On this substrate, the same hydrophilic layer and the overcoat layer of the OC-2 formulation as in Example 1 were applied to prepare a heat-sensitive printing original plate. The original plate was exposed to energy of 400 mJ / cm ² by a trend setter and then printed by a sprint printer. As a result, 10,000 copies of a good printed product free of stains were obtained.

[0090]

According to the present invention, a heat-sensitive lithographic printing plate which can be directly mounted on a printing machine without any processing and can be used for printing, has excellent printing durability, and hardly generates print stains. Can be provided.

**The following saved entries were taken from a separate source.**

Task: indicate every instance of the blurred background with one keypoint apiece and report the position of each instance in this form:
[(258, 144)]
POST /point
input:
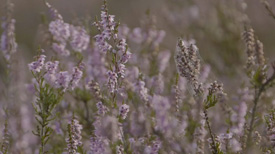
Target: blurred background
[(216, 25)]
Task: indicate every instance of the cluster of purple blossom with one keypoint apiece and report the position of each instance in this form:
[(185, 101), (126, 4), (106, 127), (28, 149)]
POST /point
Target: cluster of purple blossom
[(126, 100), (61, 79)]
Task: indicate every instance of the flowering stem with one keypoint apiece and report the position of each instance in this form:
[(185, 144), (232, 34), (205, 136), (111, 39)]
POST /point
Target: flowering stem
[(213, 144), (258, 94)]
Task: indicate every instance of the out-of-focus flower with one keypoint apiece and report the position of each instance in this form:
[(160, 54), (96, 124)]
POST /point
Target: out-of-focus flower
[(101, 109), (112, 81), (123, 111), (79, 39), (36, 66), (98, 146), (60, 49), (188, 63), (62, 80), (60, 30), (142, 90), (76, 76), (74, 139)]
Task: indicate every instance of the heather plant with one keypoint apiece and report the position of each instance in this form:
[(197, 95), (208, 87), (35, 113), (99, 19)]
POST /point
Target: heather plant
[(100, 85)]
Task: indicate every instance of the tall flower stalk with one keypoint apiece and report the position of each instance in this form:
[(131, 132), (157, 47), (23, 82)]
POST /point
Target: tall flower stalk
[(257, 72)]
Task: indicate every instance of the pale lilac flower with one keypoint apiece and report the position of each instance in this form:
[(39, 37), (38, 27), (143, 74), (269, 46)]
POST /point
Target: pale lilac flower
[(163, 60), (121, 70), (8, 43), (79, 38), (112, 81), (200, 137), (142, 90), (158, 83), (122, 46), (102, 44), (36, 66), (137, 35), (119, 149), (159, 38), (154, 149), (60, 48), (236, 145), (161, 106), (107, 127), (239, 118), (123, 111), (60, 30), (125, 57), (101, 109), (51, 67), (54, 13), (62, 80), (76, 76), (188, 63), (74, 140), (123, 31), (98, 146)]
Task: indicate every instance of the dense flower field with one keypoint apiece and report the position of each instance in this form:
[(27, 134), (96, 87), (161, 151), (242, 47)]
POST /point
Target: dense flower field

 ──────────────────────────────────────────────────続 き Continued on the front page F term (reference) 2H025 AA12 AB03 AC08 AD03 BG00 BH03 CB14 CB41 CB45 CB51 CC03 DA36 DA40 FA10 2H096 AA06 BA13 BA20 CA05 EA04 EA23 2H111 AA04 HA01 HA14 2H114 AA04 AA30 DA05 DA26 DA05 DA26 DA05 DA53 DA55 DA56 DA57 DA60 DA64 DA79 EA02 EA03

Claims (4)

[Claims] 1. A support comprising, in this order: 1) an ink-receiving layer containing a lipophilic organic polymer, and 2) a hydrophilic layer in which the heating section is easily removed by a fountain solution or ink during printing. A heat-sensitive lithographic printing plate precursor, wherein the hydrophilic layer coating liquid contains a solvent that dissolves the organic polymer of the ink receiving layer in an amount of 1 to 40% by weight of the total solvent in the hydrophilic layer coating liquid. Heat-sensitive lithographic printing plate. 2. The method according to claim 1, wherein the hydrophilic layer is beryllium, magnesium,
It comprises a colloid of an oxide or hydroxide of at least one element selected from aluminum, silicon, titanium, boron, germanium, tin, zirconium, iron, vanadium, antimony and transition metals and a hydrophilic resin. The heat-sensitive lithographic printing plate according to claim 1. 3. The method according to claim 1, wherein the hydrophilic resin contains 0.1 to 3 of the solid content of the hydrophilic layer.
2. The heat-sensitive lithographic printing plate according to claim 1, wherein the amount is 0% by weight. 4. The heat-sensitive lithographic printing plate according to claim 1, wherein the hydrophilic resin is a homopolymer or a copolymer of hydroxyalkyl acrylate or hydroxyalkyl methacrylate.